NEW YORK.- Camden Arts Centre presents the work of influential Argentinean artist Victor Grippo (1936 - 2002) for his first ever large-scale exhibition in London. Grippo’s works transform everyday materials through alchemy, uncovering their dormant energy. For example he uses potatoes (the universal food of the poor) to allude to ideas of social and political power and the potential for change.

Originally trained as a chemist, Grippo emerged as a painter and engraver in the politically-charged climate of 1950s Argentina. The exhibition features his works from the early 1970s until his death in 2002 including his most important installations.

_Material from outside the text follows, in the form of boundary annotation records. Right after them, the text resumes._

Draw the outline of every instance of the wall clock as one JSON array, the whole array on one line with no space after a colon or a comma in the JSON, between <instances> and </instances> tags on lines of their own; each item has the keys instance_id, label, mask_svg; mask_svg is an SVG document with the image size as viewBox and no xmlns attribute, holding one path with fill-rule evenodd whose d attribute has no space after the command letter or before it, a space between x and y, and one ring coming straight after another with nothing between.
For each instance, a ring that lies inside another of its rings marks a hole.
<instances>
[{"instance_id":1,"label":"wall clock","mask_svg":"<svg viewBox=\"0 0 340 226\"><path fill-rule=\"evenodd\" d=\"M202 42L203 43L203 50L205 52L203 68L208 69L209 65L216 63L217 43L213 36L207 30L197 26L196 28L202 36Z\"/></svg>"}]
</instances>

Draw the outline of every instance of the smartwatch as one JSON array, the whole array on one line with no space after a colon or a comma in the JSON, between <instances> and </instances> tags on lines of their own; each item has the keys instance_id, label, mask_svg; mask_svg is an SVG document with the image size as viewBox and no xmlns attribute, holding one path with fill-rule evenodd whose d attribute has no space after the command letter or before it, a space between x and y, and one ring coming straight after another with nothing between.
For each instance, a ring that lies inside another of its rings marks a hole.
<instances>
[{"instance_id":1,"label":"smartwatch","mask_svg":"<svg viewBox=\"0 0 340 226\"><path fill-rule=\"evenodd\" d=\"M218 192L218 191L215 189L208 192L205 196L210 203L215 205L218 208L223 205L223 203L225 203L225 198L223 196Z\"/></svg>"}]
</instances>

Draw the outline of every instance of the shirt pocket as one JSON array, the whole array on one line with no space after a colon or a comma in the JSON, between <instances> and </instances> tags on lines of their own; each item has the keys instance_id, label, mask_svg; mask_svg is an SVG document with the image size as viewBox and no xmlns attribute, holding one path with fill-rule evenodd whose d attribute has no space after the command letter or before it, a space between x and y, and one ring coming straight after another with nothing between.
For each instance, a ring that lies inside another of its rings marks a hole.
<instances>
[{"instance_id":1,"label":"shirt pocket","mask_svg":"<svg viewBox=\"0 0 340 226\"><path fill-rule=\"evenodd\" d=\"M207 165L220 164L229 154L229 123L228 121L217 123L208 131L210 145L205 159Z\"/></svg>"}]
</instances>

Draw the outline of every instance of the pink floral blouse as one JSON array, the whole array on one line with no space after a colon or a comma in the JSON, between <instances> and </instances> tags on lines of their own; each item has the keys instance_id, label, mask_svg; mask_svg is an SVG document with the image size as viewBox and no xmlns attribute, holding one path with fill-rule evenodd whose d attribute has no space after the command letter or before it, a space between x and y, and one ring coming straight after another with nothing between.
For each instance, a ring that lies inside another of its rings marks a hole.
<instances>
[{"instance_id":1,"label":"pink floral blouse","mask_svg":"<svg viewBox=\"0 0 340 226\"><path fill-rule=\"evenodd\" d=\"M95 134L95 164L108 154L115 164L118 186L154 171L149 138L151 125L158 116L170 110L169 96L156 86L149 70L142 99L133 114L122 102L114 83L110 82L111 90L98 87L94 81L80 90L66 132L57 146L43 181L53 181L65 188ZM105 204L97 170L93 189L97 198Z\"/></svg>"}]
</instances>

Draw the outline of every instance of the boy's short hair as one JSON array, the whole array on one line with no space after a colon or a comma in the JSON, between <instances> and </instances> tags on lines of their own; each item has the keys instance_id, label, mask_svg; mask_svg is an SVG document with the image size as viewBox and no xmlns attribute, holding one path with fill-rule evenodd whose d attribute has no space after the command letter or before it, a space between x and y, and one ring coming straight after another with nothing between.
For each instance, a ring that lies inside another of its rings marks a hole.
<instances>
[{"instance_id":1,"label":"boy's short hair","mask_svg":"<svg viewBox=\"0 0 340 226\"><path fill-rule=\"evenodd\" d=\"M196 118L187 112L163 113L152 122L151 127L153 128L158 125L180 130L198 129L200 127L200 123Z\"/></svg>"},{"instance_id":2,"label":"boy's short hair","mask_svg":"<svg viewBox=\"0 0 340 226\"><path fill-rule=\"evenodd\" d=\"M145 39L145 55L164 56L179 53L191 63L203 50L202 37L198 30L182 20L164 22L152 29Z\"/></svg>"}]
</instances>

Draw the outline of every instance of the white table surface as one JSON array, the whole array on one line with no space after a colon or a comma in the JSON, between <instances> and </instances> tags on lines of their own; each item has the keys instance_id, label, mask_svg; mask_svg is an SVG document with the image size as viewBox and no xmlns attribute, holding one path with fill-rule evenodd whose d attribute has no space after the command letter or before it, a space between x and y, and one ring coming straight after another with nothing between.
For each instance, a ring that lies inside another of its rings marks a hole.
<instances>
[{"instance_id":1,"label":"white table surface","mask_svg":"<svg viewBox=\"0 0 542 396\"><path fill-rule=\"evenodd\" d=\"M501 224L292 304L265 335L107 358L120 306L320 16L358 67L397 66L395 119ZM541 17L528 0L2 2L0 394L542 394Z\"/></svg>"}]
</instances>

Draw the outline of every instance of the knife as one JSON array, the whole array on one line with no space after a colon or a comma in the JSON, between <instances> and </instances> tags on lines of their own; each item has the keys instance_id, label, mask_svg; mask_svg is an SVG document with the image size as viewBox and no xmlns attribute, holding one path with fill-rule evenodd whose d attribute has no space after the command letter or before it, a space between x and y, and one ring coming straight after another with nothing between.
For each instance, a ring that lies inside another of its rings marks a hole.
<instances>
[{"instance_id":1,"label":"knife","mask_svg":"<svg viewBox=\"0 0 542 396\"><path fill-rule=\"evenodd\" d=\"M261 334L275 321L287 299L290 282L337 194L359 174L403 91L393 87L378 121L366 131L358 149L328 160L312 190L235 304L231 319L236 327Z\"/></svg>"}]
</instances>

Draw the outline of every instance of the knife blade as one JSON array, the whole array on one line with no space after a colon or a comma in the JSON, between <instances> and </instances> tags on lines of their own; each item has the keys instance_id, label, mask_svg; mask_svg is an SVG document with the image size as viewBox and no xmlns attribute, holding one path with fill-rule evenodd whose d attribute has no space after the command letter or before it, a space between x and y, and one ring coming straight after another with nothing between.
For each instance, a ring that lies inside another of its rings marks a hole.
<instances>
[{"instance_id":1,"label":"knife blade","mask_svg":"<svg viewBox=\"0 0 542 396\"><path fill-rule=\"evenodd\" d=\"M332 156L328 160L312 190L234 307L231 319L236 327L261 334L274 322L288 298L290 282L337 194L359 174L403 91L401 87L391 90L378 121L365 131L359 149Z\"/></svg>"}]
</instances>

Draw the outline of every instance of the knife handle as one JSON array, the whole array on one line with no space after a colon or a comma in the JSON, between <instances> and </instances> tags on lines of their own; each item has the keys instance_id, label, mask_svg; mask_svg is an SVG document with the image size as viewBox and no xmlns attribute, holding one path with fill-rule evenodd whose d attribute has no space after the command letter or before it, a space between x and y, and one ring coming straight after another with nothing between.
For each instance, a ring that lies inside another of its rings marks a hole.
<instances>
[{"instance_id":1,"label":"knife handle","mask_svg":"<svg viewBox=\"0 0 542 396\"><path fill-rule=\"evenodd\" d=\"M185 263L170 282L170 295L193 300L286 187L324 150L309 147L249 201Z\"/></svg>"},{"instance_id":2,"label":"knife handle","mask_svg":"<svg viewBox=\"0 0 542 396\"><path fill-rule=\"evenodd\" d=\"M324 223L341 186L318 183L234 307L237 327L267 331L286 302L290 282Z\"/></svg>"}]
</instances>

‘We’re thrilled to have the opportunity to present this fascinating artist’s work four years after his death, it will shed new light on his work and the impact it has had on three generations of artists. I have no doubt it will be as rewarding to view as it has been to organise. Grippo used everyday materials including potatoes in surprising and inventive ways – touching on many different interests across art forms such as science, political unrest, struggle and propaganda. We are particularly excited that the work Mesas de trabajo y reflexión (1994) recently purchased for Tate collections will be shown in London for the first time.’ Jenni Lomax, Director, Camden Arts Centre.

Fascinated as he was with alchemical properties, natural objects become symbols of latent energy in Grippo’s hands. He made a number of works in which the electrical charge generated by potatoes is measured by electrodes connected to cables. In the large-scale installation Man Naturalization, Nature Humanization (1977), this everyday foodstuff is a symbol of the transformative potential of suppressed peoples.

Grippo’s art was one of analogies: between science and art, and between the artist and the craftsman. He likened sculpture to a trade in which materials change into another state. In the installation Some Trades (1976) the idea of the dignifying power of work is represented by traditional ‘tools of the trade’ as used by a blacksmith, a stonecutter, a mason, a carpenter and a farmer.

The exhibition includes a selection of Grippo’s elegant boxes from the Equilibrium series as well as his last works, the poignant groups of painted plaster forms he called Anonymous.